The dataset can be thought of as a local copy of a portion of the data store. In this copy, rows of data can be read, added, edited, and deleted. Because the data is cached locally, it can be read in a random manner, as opposed to the forward-only manner of the data reader. When the required changes have been made to the data, they can be sent back to the data store through the data adapter. Until this point, the dataset is disconnected from the data store.

Looking to the far right of the diagram, you can see two unattached lines - this is where the 'front end' of your application connects to the ADO.NET architecture. The data that is returned here can be used in any way the developer chooses - displaying it to a web page, writing it out to a file, etc.

The twin concepts of "connected" and "disconnected" data are important ones, and while we've barely touched on them here, we'll be developing these ideas in later chapters - in particular.

Data Providers

One of the key features of ADO.NET is that it's optimized for the various possible types of data store. Apart from the dataset, which is generic, the other objects in the above list have versions that are specifically geared towards accessing data of a particular type. For example, there are separate data reader classes for dealing with SQL Server and Microsoft Access databases. The umbrella term given to the 'set' of classes that deals with a particular type of data store is a .NET data provider.

As discussed, a data provider is a package of classes that implements a set of functionality allowing access to a specific type of data store. While there's a base set of functionality that a data provider must supply in order to be called as such, a particular data provider can have any number of extra properties and methods that are unique to the type of data store that is being accessed. This is very different from ADO, where there was a single set of classes that was used for accessing dissimilar data sources.

Where do Data Providers Fit in the Scheme of Things?

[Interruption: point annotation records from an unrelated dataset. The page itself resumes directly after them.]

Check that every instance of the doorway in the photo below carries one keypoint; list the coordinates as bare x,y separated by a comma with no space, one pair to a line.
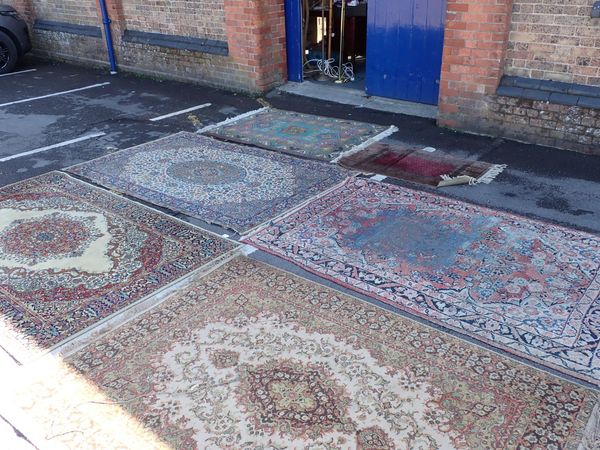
388,48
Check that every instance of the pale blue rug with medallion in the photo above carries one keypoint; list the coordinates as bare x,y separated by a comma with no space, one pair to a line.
304,135
234,186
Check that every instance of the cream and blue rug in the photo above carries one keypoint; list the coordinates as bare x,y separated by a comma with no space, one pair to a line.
250,357
300,134
72,255
237,187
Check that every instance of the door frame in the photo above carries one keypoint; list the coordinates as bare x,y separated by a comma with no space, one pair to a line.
293,39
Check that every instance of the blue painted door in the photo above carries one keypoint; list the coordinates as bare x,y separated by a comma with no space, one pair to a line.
405,39
293,31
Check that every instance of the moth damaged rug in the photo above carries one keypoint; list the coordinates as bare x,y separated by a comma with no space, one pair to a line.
72,254
235,186
300,134
527,287
420,166
252,357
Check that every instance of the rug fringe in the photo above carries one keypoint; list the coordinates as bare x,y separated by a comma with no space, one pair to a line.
257,229
447,180
231,120
591,434
491,174
391,130
486,178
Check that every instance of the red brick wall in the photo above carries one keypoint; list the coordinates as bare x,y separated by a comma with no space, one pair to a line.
25,7
200,18
254,30
256,37
475,46
555,41
477,50
80,12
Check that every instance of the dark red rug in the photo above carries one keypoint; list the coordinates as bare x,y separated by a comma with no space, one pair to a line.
420,166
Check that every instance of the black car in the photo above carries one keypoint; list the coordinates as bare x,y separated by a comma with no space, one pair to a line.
14,38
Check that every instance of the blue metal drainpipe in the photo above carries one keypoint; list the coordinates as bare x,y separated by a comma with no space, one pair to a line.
109,44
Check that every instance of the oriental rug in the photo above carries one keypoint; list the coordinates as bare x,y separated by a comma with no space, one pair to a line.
72,254
301,134
235,186
252,357
420,166
527,287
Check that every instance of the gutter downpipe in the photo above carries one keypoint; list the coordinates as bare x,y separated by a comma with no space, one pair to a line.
109,42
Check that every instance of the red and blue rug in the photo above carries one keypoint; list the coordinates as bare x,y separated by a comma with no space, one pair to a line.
235,186
72,254
300,134
527,287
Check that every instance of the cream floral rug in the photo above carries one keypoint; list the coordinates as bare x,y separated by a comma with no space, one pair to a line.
252,357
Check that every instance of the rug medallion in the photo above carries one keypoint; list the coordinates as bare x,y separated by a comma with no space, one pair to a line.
251,357
525,286
71,254
299,134
231,185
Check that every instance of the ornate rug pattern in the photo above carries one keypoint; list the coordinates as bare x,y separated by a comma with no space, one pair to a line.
252,357
300,134
234,186
524,286
71,254
413,164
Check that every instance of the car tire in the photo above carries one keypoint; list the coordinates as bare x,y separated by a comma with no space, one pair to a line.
8,53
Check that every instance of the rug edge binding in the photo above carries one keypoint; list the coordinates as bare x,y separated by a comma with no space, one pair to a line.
357,148
231,120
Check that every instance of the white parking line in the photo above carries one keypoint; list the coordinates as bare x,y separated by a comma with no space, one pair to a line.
55,94
17,73
183,111
50,147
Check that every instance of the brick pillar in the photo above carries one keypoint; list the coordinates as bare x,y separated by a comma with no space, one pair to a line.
25,8
256,37
116,15
475,46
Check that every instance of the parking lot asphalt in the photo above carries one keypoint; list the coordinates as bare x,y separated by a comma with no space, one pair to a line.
54,115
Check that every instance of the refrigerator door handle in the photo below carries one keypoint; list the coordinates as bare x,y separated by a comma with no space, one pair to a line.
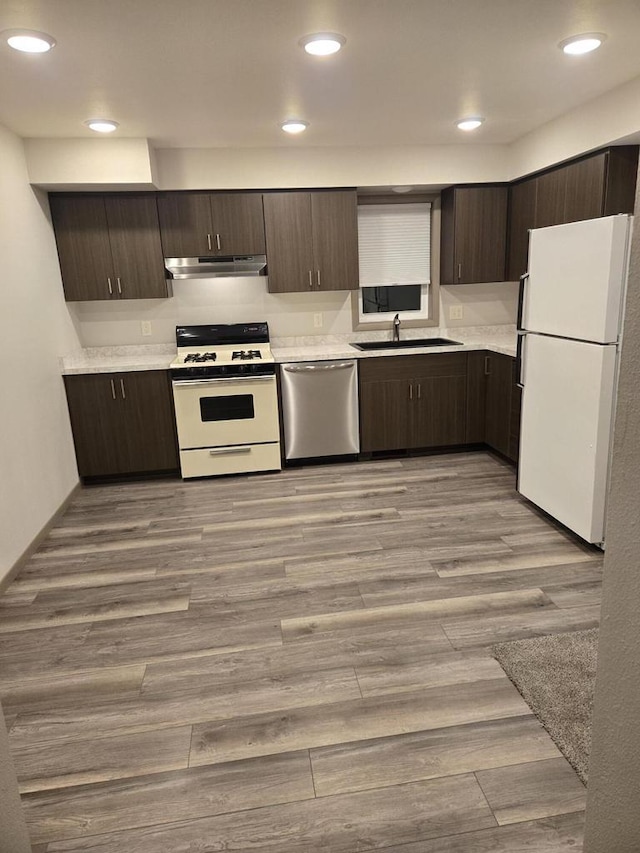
519,366
523,279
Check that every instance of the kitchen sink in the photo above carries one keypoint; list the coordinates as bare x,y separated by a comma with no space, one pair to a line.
415,342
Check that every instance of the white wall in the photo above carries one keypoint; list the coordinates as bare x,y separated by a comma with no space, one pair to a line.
109,163
37,460
232,300
614,774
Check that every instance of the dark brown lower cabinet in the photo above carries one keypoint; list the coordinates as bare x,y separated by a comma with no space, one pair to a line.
493,413
123,423
413,401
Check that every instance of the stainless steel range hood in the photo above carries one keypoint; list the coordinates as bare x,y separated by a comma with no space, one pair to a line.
215,267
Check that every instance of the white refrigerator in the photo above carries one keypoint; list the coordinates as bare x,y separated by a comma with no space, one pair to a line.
569,328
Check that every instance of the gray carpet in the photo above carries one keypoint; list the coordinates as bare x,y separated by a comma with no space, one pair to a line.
555,676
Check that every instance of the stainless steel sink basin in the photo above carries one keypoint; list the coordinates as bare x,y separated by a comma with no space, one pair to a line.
415,342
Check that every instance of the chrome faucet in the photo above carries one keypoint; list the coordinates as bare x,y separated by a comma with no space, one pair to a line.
396,328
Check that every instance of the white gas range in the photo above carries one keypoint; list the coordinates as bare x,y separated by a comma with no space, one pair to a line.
226,401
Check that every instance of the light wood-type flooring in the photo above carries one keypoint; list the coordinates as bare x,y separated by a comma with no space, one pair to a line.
293,662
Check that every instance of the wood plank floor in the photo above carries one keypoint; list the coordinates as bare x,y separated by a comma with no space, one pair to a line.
293,662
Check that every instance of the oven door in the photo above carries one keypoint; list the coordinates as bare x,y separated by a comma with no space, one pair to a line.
225,412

At this point, you're probably starting to think that you're getting a feel for the basic architecture of .NET, and that you can see why data providers allow for more types of data store to be accessed, but you don't know how the two relate to each other. Earlier on, we had a diagram of the technologies that were involved in data access before the introduction of ADO.NET. The following diagram shows how this changes - and how it gets simpler - under ADO.NET.

click to expand

Standard Providers

Microsoft ships the .NET Framework with two data providers as standard: the SQL Server .NET data provider, and the OLE DB .NET data provider. The first of these provides a means of connecting to a SQL Server v7.0 (or later) database, and the classes that it comprises can be found in the System.Data.SqlClient namespace. The second allows access to any of the multitude of OLE DB-compatible data stores that are on the market, and implements similar functionality to the SqlClient provider; it resides in the System.Data.OleDb namespace.

A third data provider, which supports ODBC, is available but not installed by default; at the time of writing, it could be downloaded from http://msdn.microsoft.com/downloads/default.asp?URL=/downloads/sample.asp?url=/MSDN-FILES/027/001/668/msdncompositedoc.xml. Once installed, the classes for this provider can be found in the Microsoft.Data.Odbc namespace. Further data providers are under development, including one for Oracle that's in beta at the time of writing. This is also available for download from Microsoft's web site.